His hairstyle is also somewhat dated; while not unfashionable in other countries, it is not the longer, sleeker style that men were beginning to seek in Spain (Figs. 11 & 14). It is, however, similar to the casual style of the man in figure 12 is wearing, and appropriate enough for the “somewhat shorter and fuller [English] hairstyle of the early 1650s” (Ribeiro 116). His mustache and beard, too, are hardly cutting-edge style – the mustache of choice in the 1650s was the thin, sharp one seen in figures 11 and 14, and beards were often isolated to the chin area (Stainton 126). His naturally curly hair was probably perfectly in fashion in the 1640s, when styles were more evenly concentrated around the top and sides of the head (Ribeiro 116).
Aside from the ostentatious collar, his simple clothing and casual hairstyle indicate his position as a working man. There is no decoration on the fabric and his hair – the easiest aspect of fashion to keep up with – is in an older style. The hanging sleeves on his jerkin could indicate an old set of clothing, but may just as much be the product of lagging Spanish fashion. He is dressed well for a Spanish working-class man, but less fashionably than his enslaver, who can be seen with an exposed shirt in figure 5.

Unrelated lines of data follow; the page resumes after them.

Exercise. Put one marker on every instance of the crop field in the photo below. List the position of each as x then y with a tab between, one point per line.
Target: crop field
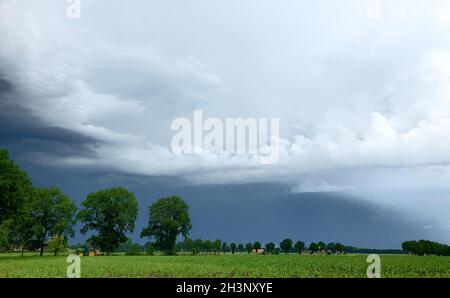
234	266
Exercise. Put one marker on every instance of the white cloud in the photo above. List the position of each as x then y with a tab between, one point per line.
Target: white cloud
350	93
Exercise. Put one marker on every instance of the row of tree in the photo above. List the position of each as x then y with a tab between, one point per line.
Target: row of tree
425	247
286	246
30	216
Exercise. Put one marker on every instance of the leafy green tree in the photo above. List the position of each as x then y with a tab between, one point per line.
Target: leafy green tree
300	246
149	249
339	247
257	245
4	236
168	218
112	213
188	244
52	214
15	187
233	247
217	244
135	250
270	248
57	244
208	245
198	246
313	247
249	247
286	245
241	247
225	248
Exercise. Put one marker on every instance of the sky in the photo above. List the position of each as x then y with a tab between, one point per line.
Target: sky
361	89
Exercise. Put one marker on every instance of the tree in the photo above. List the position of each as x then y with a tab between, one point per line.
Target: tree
168	218
233	247
52	214
313	247
111	212
331	247
322	246
249	247
240	247
149	249
15	187
300	246
286	245
217	245
57	244
339	247
188	244
270	248
208	245
198	246
256	246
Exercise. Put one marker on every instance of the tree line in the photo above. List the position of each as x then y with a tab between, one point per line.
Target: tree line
425	247
33	218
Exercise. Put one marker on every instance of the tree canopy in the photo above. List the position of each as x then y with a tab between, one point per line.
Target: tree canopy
52	214
112	213
15	187
168	218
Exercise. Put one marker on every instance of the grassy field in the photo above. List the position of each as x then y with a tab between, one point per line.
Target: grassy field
225	266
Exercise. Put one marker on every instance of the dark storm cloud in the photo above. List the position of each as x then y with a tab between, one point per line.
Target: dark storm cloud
21	130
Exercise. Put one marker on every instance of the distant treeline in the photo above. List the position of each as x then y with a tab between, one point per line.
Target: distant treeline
425	247
43	219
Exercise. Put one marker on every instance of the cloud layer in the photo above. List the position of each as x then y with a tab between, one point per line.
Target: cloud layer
352	92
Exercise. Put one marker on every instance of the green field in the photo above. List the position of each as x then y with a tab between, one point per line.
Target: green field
226	266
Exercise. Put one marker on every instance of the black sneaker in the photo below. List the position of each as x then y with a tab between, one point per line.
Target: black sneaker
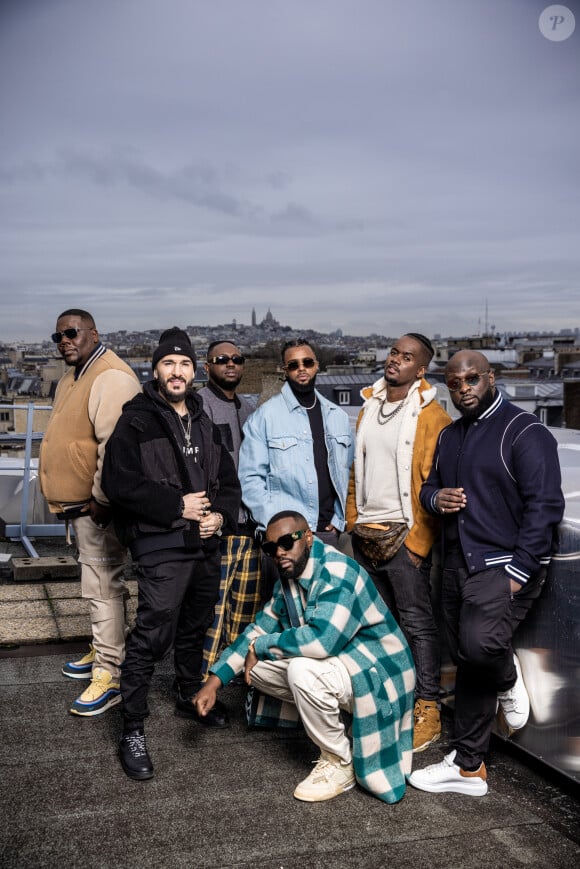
216	717
134	757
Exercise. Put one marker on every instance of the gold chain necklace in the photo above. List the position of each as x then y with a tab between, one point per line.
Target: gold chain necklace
382	417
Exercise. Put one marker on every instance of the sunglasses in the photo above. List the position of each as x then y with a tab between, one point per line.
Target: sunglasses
295	364
286	542
68	333
223	359
470	380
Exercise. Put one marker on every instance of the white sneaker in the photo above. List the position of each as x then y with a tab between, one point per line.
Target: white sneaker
330	777
515	702
447	777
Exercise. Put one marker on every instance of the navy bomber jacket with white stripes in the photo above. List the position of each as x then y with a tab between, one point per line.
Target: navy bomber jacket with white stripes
506	461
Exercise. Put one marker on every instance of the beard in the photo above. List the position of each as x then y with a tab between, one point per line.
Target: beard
486	400
174	397
303	388
297	568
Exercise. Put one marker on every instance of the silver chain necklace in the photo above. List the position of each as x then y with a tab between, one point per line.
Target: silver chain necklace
382	417
187	449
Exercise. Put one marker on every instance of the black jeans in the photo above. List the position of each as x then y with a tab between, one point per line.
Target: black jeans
406	591
481	615
176	606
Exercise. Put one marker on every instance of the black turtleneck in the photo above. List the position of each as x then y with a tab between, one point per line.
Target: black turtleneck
307	397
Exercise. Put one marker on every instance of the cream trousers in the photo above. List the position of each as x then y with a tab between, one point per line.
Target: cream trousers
102	560
319	689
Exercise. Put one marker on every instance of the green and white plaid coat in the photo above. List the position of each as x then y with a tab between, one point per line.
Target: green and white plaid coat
342	614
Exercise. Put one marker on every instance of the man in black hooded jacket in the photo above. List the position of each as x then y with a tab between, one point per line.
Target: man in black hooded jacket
173	487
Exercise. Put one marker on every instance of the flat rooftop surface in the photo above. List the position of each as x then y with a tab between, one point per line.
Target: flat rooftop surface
223	798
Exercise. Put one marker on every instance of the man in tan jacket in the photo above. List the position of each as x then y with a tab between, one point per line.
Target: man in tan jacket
397	432
87	404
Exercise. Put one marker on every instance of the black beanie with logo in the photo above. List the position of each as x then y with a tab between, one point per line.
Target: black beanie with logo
173	341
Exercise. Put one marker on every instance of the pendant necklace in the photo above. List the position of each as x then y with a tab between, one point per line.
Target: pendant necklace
187	449
383	417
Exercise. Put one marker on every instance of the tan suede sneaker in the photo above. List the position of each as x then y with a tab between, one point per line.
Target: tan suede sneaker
330	777
427	724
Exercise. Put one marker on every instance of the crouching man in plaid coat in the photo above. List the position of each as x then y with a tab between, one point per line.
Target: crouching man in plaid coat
326	642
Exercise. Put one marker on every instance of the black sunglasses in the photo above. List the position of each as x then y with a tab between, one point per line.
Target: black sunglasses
294	364
223	359
470	380
286	542
68	333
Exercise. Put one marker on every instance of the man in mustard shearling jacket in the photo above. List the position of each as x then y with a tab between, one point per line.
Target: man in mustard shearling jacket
397	432
87	404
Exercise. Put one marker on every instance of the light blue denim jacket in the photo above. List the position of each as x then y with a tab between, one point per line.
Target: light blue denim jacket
276	468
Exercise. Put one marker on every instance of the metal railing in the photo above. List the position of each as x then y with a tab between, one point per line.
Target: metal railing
23	531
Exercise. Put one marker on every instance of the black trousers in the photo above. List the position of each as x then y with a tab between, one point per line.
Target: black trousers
406	590
481	615
175	607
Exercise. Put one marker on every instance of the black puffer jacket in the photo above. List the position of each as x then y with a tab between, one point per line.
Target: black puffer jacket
145	475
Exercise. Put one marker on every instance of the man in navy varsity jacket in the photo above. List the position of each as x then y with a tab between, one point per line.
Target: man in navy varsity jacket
496	481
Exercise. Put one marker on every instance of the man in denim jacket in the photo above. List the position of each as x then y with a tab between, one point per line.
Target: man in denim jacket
297	451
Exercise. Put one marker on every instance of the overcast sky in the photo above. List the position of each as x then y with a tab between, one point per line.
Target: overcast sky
368	165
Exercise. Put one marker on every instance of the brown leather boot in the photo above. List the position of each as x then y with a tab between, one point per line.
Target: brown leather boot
427	724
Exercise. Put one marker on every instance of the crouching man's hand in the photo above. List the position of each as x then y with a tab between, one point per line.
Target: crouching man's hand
206	697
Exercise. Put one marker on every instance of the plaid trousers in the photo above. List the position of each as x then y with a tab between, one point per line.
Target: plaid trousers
239	599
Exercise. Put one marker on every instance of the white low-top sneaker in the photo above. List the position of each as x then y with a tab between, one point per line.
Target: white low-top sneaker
515	702
447	777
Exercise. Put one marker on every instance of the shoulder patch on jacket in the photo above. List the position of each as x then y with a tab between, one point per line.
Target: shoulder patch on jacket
139	423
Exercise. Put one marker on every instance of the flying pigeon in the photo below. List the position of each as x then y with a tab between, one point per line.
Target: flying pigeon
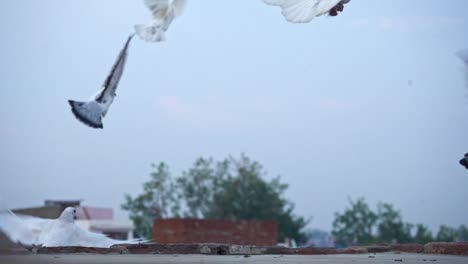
303	11
164	12
60	232
464	161
92	111
463	55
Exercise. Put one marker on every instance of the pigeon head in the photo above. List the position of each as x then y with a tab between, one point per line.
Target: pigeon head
68	215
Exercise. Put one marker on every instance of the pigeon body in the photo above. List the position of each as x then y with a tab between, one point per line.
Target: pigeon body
303	11
163	13
60	232
464	161
91	112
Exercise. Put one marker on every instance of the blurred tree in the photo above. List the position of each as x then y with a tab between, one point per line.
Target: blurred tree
447	234
234	189
159	200
230	189
355	225
390	226
423	234
462	234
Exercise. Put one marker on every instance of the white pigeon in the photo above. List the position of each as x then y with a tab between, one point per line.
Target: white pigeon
163	12
303	11
60	232
92	111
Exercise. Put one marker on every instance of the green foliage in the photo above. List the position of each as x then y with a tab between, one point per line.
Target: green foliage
423	234
230	189
355	225
447	234
157	201
462	234
390	226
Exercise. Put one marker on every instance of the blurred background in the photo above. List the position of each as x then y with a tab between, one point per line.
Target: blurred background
363	110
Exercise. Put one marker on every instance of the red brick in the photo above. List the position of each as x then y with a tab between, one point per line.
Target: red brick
260	233
446	248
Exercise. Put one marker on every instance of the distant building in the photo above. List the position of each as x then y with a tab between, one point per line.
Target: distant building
95	219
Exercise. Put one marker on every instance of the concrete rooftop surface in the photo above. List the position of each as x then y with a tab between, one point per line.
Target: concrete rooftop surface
353	258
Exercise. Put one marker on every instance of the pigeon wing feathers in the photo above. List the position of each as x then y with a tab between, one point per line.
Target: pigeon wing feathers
303	11
158	8
275	2
112	80
178	6
26	230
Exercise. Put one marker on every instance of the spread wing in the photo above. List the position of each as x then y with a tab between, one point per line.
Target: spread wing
178	6
112	80
158	8
303	11
26	230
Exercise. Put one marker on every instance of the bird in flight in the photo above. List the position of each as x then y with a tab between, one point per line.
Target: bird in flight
303	11
163	12
60	232
92	111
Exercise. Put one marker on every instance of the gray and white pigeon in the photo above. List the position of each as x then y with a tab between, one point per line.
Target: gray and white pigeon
92	111
464	161
303	11
60	232
163	13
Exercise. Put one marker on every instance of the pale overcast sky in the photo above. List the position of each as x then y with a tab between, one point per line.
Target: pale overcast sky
371	103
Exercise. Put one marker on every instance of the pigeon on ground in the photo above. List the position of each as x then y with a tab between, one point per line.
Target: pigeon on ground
163	12
303	11
92	111
464	161
60	232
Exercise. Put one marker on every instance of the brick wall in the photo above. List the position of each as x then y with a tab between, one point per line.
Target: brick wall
261	233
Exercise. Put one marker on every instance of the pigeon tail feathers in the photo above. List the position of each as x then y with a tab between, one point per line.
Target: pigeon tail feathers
150	33
89	113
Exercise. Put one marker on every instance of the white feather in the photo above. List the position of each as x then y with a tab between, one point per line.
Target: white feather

Compare de Pareja’s ensemble to the artist Bartolomé Esteban Murillo’s self-portrait from about the same time (Fig. 14). Murillo also wears Spanish black, but sports flamboyant paned sleeves that expose his shirt along with a small upright collar (golilla) and very fashionable hair and moustache (Cumming 94). Murillo was a free man able to depict himself in the way that he desired; de Pareja may have chosen similarly if he had been the agent of his own portrait in 1650. And indeed, in 1661, he made similar choices – paned sleeves and a pointed moustache. Whether or not he actually sported them in real life, he was only able to paint himself wearing such fashions after he was manumitted (freed). The 1650 portrait is touted as being “from life” and indeed reveals Velázquez’s both literal and figurative control over Juan de Pareja and his image.
Juan de Pareja’s portrait has inspired many artists over the centuries. Because it was done by such a famous and revered painter (and is such a prominent public art museum), it has received far more attention than other portraits of Black sitters from this period. It has been copied many, many times and often the space in front of it at the Metropolitan Museum of Art is occupied by new artists testing their skills at the easel (Fig. 15).
Perhaps the most famous painting inspired by it is surrealist artist Salvador Dalí’s, done in 1960 (Fig. 16); Pareja’s silohuette appears on the right side of the canvas, with the bright white spot serving as his eye.
Only a few years later, Elizabeth Borton de Treviño published her semi-fictionalized biography I, Juan de Pareja (1965), complete with a cover showing de Pareja guiding a blond Velázquez in adding the Knight of Santiago symbol on his jerkin in Las Meninas (Fig. 17); the book, aimed at children, won a Newbery Medal.
More recently, Chicano artist Rupert García dedicated a mixed media piece to de Pareja (Fig. 18). American artist Kathleen Giljie repainted the portrait to feature Black American artist Jean-Michel Basquiat (Fig. 19) and Senegalese artist Omar Victor Diop reimagined himself as de Pareja through the lens of soccer (Fig. 20).